Tuttavia il problema resta. E, per venire al secondo motivo, che esso venga risolto per così dire dal basso, col beneplacito di una magistratura obbligata a supplire, dato che un’apposita normativa in materia non esiste, dà la misura di quanto la politica, ancora una volta, si confermi insensibile alla vita reale, con i suoi drammi e i suoi dilemmi. Gheller ha già avuto modo di raccontare che, dopo la richiesta, avendo ben pensato di contattare i relatori della passata legislatura sulla futuribile legge riguardo il fine vita (Alessandra Maiorino del Movimento 5 Stelle, Caterina Biti del Pd, Maria Rizzotti di Forza Italia e Simone Pillon della Lega), nessuno di loro si premurò di rispondergli. Come ha precisato più volte, la sua non è una battaglia esclusivamente personale, ma vuol essere a beneficio di tutti coloro che si possano trovare nella sua situazione. Una battaglia politica, dunque. L’elemento curioso sta nel fatto, prendendo sempre lui ad esempio, che Gheller ha pubblicamente detto di aver votato Giorgia Meloni (Il Mattino di Padova, 15 ottobre 2022), notoriamente su posizioni contrarissime alla “dolce morte”. Non solo, ma uno dei suoi prossimi obbiettivi è chiedere un incontro con la nuova capo del governo, per mostrarle come vive e quali sono le necessità di chi, come lui, ha bisogno di aiuti economici per pagarsi una badante (che può costare anche 5 mila euro al mese). Senza usare toni polemici, ma con la calma di chi sa che nulla ha più da perdere, fuorchè la dignità da estendere, se possibile, a chi in avvenire soffrirà come lui.
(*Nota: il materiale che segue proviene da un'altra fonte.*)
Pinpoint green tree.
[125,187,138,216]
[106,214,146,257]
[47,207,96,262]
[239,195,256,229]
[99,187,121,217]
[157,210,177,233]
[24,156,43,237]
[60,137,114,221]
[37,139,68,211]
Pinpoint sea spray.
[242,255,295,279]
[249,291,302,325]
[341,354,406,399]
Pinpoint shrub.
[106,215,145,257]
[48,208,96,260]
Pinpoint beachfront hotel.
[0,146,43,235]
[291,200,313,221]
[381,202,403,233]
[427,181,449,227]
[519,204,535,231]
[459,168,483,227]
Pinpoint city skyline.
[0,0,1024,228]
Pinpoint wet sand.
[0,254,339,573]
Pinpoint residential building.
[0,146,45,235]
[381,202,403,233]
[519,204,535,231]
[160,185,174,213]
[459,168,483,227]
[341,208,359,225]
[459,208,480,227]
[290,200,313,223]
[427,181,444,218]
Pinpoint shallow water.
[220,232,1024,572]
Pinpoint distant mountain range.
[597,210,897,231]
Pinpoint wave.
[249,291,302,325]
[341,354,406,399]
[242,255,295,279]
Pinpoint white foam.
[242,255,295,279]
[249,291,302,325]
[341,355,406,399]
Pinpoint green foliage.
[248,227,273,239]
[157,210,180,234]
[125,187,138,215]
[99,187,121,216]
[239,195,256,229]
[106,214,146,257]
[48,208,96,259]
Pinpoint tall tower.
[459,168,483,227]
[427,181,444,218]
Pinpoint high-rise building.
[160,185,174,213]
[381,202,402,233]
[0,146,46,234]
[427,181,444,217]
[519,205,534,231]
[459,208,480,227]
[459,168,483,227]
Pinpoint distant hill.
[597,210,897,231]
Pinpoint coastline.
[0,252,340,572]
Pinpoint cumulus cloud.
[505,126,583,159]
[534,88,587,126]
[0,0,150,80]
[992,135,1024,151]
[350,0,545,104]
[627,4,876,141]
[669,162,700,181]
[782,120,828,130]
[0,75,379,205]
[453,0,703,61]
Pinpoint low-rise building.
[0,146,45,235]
A partire da sua sorella, pure lei colpita dallo stesso male genetico.
“L’uomo è stato, per millenni, il padrone assoluto della sua morte e delle circostanze della sua morte, oggi non lo è più” (Philippe Ariès, “Storia della morte in Occidente”). Stefano Gheller, con la laicità di pensiero di un cittadino che dice tranquillamente come la vede e chi ha prescelto alle urne, ci dà una lezione di vita. Proprio così: di vita. Come prima di lui Carboni e Ridolfi, come ancora adesso il tetraplegico “Antonio”, altro marchigiano che deve decidere quando autosomministrarsi il farmaco letale, Gheller ha riaffermato il diritto di vivere fintantoché il vivere non si riduca a vegetare, dipendente senza fine da macchine e trattamenti, in balìa del denaro che manca, sino allo stremo delle forze. Grazie, Stefano. E chissà che Giorgia, “donna, madre e cristiana”, trovi il tempo e la voglia di ascoltarti. Magari per prendere atto della realtà, una realtà che in tutte le epoche e a tutte le latitudini, non c’è Stato né sistema economico che tenga, mette la singola persona da sola di fronte al proprio destino.